Des Moines Register: Few Take Chance To Gripe About Health Insurance
Public hearings over proposed premium increases by three health insurers drew a grand total of two Iowans who wanted to take the microphone to gripe Saturday morning. "I figured there'd be more people. Evidently, people don't care about this," said Ed Tiernan of Des Moines, one of the two consumers who bothered to speak. In past years, dozens of Iowans took the chance to complain publicly about large rate increases proposed by the state's dominant health insurer, Wellmark Blue Cross & Blue Shield. But that was not the case Saturday morning, when state Insurance Commissioner Nick Gerhart presided over hearings centering on proposed premium increases from Coventry Health Care, CoOportunity Health and Assurant Health. About 24,000 Iowans would be affected by the three companies' rate increases. Most of them are covered by Coventry or CoOportunity, which are the main Iowa carriers selling policies on the new electronic marketplace set up under the Affordable Care Act (Leys, 7/26).
Denver Post: Coloradans Could Lose Medical Choices, But Save Money
Consumers might not like the trend among insurance carriers to control costs and reduce premiums by narrowing their choices of doctors and hospitals, but it's one of the few tools that payers have left. Under the Affordable Care Act, insurers can't cut costs by discriminating against people with pre-existing conditions. They can't offer spare coverage because health care reform mandates minimum essential elements. Instead, insurers or payers are turning to narrow or "high value" networks to reduce escalating health care costs. The narrow network gives insurers greater leverage in negotiating prices with providers. ... United Healthcare, the largest Medicare provider in the country, said it is reducing its Medicare physician network in the Denver market — letters went out last week telling customers they might need to select a new physician (Draper, 7/27).

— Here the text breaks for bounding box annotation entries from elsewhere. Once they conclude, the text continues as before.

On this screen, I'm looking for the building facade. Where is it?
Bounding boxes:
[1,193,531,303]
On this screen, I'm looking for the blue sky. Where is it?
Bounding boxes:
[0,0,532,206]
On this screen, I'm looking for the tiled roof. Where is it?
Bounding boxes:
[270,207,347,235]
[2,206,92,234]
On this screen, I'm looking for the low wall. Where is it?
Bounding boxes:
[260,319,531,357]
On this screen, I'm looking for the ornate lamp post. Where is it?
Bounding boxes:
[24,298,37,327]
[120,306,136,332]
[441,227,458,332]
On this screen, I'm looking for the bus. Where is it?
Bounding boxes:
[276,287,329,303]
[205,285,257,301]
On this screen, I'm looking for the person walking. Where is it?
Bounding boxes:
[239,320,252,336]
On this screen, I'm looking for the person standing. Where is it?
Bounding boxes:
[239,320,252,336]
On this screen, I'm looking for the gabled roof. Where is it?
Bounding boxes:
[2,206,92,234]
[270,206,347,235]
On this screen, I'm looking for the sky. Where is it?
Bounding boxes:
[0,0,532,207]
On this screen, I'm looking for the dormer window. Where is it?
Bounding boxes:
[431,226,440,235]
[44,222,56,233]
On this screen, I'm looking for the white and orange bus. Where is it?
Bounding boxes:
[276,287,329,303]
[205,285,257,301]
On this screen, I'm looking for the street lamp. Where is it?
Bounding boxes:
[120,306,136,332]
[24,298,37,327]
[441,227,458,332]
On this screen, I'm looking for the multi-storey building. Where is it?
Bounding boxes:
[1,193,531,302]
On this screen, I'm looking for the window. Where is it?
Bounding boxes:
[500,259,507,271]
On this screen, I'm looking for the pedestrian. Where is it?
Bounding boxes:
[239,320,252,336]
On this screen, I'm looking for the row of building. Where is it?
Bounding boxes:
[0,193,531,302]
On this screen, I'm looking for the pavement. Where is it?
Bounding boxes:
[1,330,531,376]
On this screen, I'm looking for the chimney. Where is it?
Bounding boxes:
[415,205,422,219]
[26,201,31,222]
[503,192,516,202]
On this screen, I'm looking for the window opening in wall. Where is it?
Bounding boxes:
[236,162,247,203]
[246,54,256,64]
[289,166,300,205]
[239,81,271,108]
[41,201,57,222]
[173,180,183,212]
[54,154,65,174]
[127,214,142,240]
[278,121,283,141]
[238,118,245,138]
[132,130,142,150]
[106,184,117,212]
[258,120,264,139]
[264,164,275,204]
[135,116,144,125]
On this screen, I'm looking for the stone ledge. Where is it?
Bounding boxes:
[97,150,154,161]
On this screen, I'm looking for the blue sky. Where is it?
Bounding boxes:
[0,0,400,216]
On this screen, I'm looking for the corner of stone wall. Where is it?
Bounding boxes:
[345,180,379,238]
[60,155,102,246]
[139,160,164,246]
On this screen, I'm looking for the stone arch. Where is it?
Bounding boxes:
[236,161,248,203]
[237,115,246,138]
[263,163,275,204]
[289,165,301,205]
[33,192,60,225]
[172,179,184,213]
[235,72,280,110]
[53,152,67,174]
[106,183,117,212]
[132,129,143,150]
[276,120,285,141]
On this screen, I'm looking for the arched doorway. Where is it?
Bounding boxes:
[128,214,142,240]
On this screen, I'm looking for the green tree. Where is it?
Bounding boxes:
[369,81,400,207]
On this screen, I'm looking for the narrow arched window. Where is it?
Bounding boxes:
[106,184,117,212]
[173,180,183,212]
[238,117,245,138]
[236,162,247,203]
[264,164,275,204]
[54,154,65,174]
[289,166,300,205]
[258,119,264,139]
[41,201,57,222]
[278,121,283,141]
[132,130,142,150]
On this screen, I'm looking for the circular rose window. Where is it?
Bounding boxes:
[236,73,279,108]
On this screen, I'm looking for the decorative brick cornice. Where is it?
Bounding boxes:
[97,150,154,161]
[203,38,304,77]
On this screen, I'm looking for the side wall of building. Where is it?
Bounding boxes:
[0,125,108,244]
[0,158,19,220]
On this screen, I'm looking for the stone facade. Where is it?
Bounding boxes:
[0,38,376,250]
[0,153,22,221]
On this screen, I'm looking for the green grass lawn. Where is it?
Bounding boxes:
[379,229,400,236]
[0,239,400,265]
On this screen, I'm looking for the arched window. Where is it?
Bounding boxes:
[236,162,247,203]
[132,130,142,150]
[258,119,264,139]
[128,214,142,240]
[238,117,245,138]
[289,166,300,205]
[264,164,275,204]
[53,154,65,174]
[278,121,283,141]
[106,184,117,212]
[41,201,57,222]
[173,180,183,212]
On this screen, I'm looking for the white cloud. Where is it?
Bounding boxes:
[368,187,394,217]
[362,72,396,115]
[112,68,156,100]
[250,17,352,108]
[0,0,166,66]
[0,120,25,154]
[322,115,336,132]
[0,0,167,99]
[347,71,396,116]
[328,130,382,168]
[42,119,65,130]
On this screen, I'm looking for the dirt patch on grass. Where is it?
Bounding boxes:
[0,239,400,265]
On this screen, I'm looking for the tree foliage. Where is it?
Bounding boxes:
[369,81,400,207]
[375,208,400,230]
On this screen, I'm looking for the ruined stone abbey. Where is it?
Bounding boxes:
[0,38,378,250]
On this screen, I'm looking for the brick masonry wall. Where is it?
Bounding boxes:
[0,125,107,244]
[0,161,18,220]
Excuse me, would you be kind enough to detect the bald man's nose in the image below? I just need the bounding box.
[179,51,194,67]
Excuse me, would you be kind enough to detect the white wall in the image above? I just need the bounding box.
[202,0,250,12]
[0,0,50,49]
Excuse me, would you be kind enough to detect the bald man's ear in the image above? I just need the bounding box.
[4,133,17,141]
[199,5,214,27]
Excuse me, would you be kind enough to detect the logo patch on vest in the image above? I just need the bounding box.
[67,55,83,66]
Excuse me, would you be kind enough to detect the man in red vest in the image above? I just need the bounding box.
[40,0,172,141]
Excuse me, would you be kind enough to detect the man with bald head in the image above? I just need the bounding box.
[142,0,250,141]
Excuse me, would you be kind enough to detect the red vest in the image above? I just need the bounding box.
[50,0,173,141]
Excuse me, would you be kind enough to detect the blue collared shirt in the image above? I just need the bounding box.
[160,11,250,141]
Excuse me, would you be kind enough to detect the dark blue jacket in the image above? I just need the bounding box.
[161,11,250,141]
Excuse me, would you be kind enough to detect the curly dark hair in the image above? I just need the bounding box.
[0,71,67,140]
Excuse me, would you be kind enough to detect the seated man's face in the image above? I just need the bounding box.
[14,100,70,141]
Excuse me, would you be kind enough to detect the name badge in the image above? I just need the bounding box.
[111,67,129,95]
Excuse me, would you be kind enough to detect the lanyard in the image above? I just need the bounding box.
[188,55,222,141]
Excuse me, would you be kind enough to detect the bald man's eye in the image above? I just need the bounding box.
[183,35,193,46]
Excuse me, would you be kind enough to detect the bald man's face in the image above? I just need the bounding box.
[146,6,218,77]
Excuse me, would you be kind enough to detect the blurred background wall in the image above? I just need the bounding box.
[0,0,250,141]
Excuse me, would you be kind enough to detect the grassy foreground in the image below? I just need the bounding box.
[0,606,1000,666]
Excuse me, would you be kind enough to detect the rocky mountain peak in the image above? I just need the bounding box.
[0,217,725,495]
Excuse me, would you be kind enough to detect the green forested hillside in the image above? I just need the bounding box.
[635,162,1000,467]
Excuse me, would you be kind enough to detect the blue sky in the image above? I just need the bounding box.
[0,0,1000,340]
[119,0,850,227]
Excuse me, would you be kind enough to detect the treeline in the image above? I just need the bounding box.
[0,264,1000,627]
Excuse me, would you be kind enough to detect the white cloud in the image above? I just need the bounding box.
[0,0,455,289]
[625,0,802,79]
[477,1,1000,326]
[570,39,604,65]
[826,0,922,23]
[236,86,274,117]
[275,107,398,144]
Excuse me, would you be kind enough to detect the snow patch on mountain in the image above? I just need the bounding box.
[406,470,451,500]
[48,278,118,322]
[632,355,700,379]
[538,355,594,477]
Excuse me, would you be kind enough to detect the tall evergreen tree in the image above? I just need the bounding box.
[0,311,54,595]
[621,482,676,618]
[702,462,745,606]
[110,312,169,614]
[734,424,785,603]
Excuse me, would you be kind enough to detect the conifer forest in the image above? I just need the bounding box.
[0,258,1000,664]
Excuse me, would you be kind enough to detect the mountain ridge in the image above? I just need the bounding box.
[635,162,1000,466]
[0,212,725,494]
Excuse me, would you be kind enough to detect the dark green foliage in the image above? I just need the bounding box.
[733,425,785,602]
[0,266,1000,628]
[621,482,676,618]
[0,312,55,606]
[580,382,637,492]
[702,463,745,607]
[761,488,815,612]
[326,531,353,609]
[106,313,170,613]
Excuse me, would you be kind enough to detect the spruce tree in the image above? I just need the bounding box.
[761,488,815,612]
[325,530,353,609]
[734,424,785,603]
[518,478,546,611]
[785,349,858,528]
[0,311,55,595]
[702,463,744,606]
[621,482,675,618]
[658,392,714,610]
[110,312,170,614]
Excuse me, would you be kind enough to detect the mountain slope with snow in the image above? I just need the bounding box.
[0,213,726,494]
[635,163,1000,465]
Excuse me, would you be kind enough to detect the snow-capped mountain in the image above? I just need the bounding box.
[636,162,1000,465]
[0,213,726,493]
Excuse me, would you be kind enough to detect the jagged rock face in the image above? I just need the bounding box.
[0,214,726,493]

News outlets report that states are working hard to demonstrate that they are now or will soon be operating their own online insurance marketplaces. Meanwhile, states are pushing for more time and support from the federal government for exchange planning and construction.
The Wall Street Journal: States Try To Protect Health Exchanges From Court Ruling
A number of states are scrambling to show that they—not the federal government—are or will soon be operating their insurance exchanges under the 2010 health law, in light of two court decisions this week. The efforts are aimed at ensuring that millions of consumers who get insurance through the exchanges would be able to retain their federal tax credits if courts ultimately rule against the Obama administration (Radnofsky, 7/25).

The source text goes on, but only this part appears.